If a strong government cannot move away from a policy which saps energy and scarce resources, then no matter what technical solutions are envisaged by 15th FC, these will fall far short of the desired result. One is not even raising the issue of a democratic political resolution, which would remove the need to deploy the Army for military suppression of our own people. A strong government has the potential to move away from the tried, tested and failed approach, provided it can remove its ideological blinkers, and considers Indian people’s best interest. Of course, the jingoists and bigoted who push for the rhetoric of ‘fight to the finish’ and ‘final solution’ have no qualms if more blood is spilled in the name of solution. But that’s not what a wise government ought to push for. Non-military solutions which frees military resources, human and material, is a better course to try out.
Defence expert Ajai Sahni wrote some time back that “(t)errorism and insurgent threats across India have substantially been contained”. And then added that “where a measure of escalation is being registered, it is abundantly clear that this is the result of intentional destabilisation with a view to achieving short-term, partisan political gains, principally as a result of communal polarisation”.

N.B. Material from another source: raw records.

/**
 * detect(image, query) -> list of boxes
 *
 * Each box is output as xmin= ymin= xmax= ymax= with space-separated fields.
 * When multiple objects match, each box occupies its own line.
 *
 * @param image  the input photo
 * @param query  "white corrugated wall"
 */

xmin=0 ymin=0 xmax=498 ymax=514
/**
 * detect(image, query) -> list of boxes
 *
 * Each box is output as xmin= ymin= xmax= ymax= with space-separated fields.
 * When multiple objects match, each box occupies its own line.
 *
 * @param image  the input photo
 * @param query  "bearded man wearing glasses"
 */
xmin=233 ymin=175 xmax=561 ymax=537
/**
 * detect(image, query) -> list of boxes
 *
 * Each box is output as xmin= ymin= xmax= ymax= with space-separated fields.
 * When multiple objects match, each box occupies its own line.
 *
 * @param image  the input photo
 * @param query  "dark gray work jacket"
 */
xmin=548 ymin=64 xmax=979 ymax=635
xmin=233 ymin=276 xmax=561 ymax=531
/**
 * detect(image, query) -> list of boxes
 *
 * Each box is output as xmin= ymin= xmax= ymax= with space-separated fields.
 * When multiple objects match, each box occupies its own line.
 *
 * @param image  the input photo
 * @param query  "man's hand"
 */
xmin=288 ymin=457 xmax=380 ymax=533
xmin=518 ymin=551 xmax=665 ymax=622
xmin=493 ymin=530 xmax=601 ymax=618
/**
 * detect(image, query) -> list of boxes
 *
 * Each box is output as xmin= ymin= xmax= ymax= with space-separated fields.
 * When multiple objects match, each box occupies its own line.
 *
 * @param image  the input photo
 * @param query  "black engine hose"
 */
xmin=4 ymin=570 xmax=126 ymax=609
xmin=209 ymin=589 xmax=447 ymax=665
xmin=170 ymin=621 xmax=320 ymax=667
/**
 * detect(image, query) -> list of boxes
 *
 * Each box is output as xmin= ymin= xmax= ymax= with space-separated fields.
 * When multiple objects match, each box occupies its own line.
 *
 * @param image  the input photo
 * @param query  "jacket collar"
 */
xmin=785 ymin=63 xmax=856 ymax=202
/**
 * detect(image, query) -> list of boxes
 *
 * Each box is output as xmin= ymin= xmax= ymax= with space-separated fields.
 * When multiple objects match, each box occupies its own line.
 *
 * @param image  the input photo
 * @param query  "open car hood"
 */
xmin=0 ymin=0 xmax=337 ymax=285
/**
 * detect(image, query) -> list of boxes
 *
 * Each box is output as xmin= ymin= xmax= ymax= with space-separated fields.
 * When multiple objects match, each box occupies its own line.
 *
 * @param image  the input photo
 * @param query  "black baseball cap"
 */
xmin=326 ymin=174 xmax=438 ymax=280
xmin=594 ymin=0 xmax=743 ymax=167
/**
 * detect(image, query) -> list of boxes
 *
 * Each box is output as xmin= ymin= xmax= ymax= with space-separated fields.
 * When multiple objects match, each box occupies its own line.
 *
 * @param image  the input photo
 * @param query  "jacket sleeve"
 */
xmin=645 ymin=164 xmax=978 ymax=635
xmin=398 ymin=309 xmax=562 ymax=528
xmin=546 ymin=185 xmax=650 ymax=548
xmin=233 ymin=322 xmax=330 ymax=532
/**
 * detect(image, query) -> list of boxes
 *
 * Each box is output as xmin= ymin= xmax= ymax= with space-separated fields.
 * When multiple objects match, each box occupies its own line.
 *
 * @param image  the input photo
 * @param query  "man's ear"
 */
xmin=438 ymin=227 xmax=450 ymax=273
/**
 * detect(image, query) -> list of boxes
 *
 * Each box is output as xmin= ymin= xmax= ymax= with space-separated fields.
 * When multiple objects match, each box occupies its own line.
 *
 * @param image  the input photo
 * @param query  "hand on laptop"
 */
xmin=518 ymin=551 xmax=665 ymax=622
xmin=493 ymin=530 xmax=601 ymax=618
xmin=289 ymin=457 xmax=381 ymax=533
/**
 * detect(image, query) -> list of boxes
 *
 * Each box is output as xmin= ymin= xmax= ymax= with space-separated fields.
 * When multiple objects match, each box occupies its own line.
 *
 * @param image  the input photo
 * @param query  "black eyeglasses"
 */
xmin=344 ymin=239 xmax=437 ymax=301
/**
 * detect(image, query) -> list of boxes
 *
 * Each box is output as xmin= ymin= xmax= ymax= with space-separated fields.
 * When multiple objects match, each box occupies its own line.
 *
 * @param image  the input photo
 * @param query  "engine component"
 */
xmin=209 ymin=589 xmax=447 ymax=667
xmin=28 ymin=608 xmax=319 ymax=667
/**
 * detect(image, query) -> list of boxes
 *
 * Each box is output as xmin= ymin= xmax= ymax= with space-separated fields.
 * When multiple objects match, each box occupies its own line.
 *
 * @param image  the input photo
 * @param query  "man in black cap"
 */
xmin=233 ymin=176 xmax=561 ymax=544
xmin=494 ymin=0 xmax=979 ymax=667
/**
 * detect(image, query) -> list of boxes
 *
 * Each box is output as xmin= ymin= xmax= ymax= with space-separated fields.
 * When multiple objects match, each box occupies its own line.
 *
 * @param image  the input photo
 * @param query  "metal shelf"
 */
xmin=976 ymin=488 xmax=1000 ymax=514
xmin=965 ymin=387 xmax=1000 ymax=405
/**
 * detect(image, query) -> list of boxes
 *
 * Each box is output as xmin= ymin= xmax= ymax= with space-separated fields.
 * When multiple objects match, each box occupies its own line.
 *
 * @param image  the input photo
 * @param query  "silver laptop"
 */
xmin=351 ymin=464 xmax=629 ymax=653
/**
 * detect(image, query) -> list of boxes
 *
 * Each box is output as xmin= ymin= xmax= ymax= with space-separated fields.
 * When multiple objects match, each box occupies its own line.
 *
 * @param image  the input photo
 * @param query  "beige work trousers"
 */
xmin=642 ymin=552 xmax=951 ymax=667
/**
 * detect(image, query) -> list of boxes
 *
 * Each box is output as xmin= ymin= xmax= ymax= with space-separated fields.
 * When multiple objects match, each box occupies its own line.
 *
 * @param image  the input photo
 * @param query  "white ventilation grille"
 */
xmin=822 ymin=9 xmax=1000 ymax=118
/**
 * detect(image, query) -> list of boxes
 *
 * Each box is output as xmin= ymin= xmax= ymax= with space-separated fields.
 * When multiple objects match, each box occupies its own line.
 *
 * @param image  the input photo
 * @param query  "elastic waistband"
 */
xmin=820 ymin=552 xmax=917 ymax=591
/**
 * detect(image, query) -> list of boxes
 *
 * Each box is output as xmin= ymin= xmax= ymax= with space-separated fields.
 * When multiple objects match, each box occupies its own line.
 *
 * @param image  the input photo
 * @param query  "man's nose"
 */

To return to 15th FC, it is indeed true that the maximum saving can be effected by gradually withdrawing the Army from internal security. Over a period, the wage salary and pension bill will come down too. It is this that will solve, once for all, the problem that has plagued India’s defence forces that are laden with a bloated force and an ever-increasing pension bill, which end up cornering most of the scarce funds. Thus, a combination of a realistic security assessment with reduction of flab by reducing the internal security footprint of the Army may deliver what two previous finance commissions failed to do. If there is political will, then this is doable, which neither non-lapsable funds nor guaranteed annual growth can deliver.